By applying the variable score threshold to similarity scores, the pairs of false recognition rate (FRR) and false acceptance rate (FAR) can be calculated. The false recognition rate, or FRR, is the measure of the likelihood that the biometric system will incorrectly reject an access attempt by an authorized user. It is stated as the ratio of the number of false recognitions divided by the number of identification attempts. On the other hand, the false acceptance rate, or FAR, is the measure of the likelihood that the biometric system will incorrectly accept an access attempt by an unauthorized user. It is stated as the ratio of the number of false acceptances divided by the number of identification attempts.

The results are presented either as such pairs, i.e., FRR at a certain level of FAR or as the graph in Figure 5. The rates can be expressed in several ways, for example, in percentages (1%), in fractions (1/100), in decimal format (0.01), or using powers of ten ( 10 p 2 ). When comparing two systems, the most accurate shows a lower FRR equal to FAR level. Some systems do not report the similarity score, only the decision. In this case, it is only possible to win a single FRR/FAR pair (and not a continuous series) as a result of a performance evaluation. If the mode of operation (the security level) is adjustable (i.e., we have a means of controlling the scoring threshold used internally), the performance evaluation can be performed repeatedly in different modes to get other FRR/FAR pairs.

Figure 5.

DET graph sample.

4.2 Evaluation mode

There are three modes of performance evaluations, which are technology, scenario, and operational evaluation. When evaluating biometric algorithms, technological evaluations are the most common and often the most feasible. Since this type of evaluation is done using saved samples, the results are reproducible, and the evaluation is not a tedious or complicated process.

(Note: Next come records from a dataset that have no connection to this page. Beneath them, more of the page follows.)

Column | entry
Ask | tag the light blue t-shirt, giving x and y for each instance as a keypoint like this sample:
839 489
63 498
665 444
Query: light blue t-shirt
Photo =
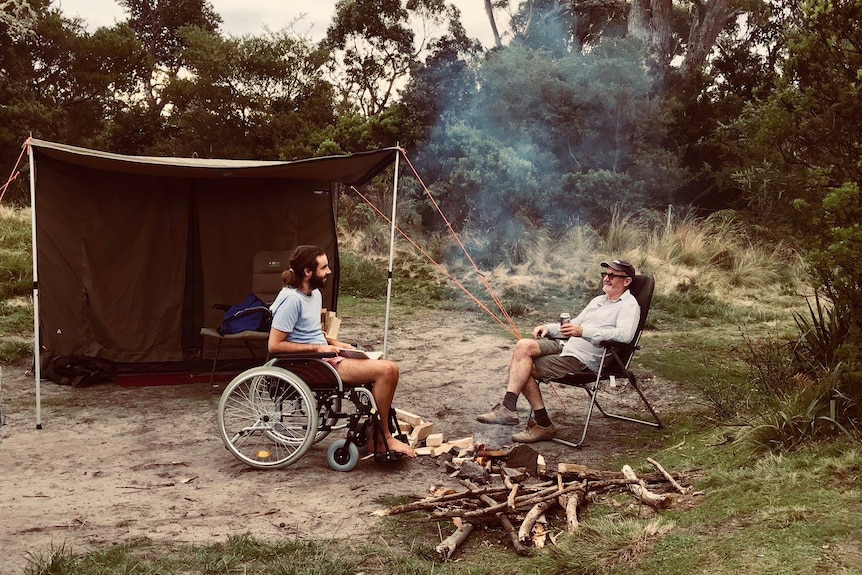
298 315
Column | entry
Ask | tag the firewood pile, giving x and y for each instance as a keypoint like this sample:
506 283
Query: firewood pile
511 489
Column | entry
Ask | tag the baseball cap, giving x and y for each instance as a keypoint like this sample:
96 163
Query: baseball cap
620 266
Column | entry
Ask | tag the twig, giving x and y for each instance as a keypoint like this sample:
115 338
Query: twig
643 494
667 476
506 524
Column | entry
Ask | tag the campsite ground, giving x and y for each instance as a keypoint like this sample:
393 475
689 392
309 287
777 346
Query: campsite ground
116 463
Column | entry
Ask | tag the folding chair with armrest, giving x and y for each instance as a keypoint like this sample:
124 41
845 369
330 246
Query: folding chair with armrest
266 282
615 361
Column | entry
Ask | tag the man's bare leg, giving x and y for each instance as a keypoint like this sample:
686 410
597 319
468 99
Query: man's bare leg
521 380
383 377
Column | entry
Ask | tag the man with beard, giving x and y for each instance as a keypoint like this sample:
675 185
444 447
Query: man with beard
296 328
556 350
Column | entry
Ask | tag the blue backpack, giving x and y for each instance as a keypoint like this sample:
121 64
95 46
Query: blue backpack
249 315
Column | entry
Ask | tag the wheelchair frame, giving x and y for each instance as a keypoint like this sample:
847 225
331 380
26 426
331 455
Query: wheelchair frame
270 416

  • Technological evaluation: Evaluation using recorded data, e.g., previously acquired fingerprints

  • Scenario evaluation: End-to-end evaluation of the system using a prototype or simulated environment

  • Operational evaluation: Evaluation in which the performance of a complete biometric system is determined in an application environment with a specific population

The biggest disadvantage of technological evaluations is that they do not necessarily reflect the final conditions of use of the system. For this reason, it is important to collect a set of samples of the conditions of use of the target system when preparing an assessment.

4.3 Database

Registered samples used in technology assessments are collected in databases. Data collection is performed using a group of volunteers, at least some of whom provide multiple acquisitions of the same biometric modality (e.g., the same finger) to have relevant attempts. To make collection efficient, samples of several objects can be collected from each volunteer, for example, every ten fingers. The characteristics of the database have a great impact on the results of an evaluation. As previously stated, with the exception of the capabilities of the biometric algorithm, the amount of available information can be used to characterize the objects.

4.4 Degree of confidence

To be able to make an assertion about the FRR 1% @ FAR 1 / 1 000 000 (i.e., when the system operates in a mode where one out of one million impostor attempts is-falsely-considered a match, one percent of the genuine attempts would fail) it at least one million impostor attempts (user sticking perfectly to another person’s template). It is not difficult to understand that the uncertainty of such an assertion would be rather high. The result depends heavily on how the two most similar samples in the database are scored. When comparing and viewing a DET (detection error trade-off) graph, it is important to understand that the uncertainty is higher on the side of the edges of the image. The number of comparisons made is only an important factor affecting confidence. The key to getting better statistical significance is to make as many uncorrelated attempts as possible.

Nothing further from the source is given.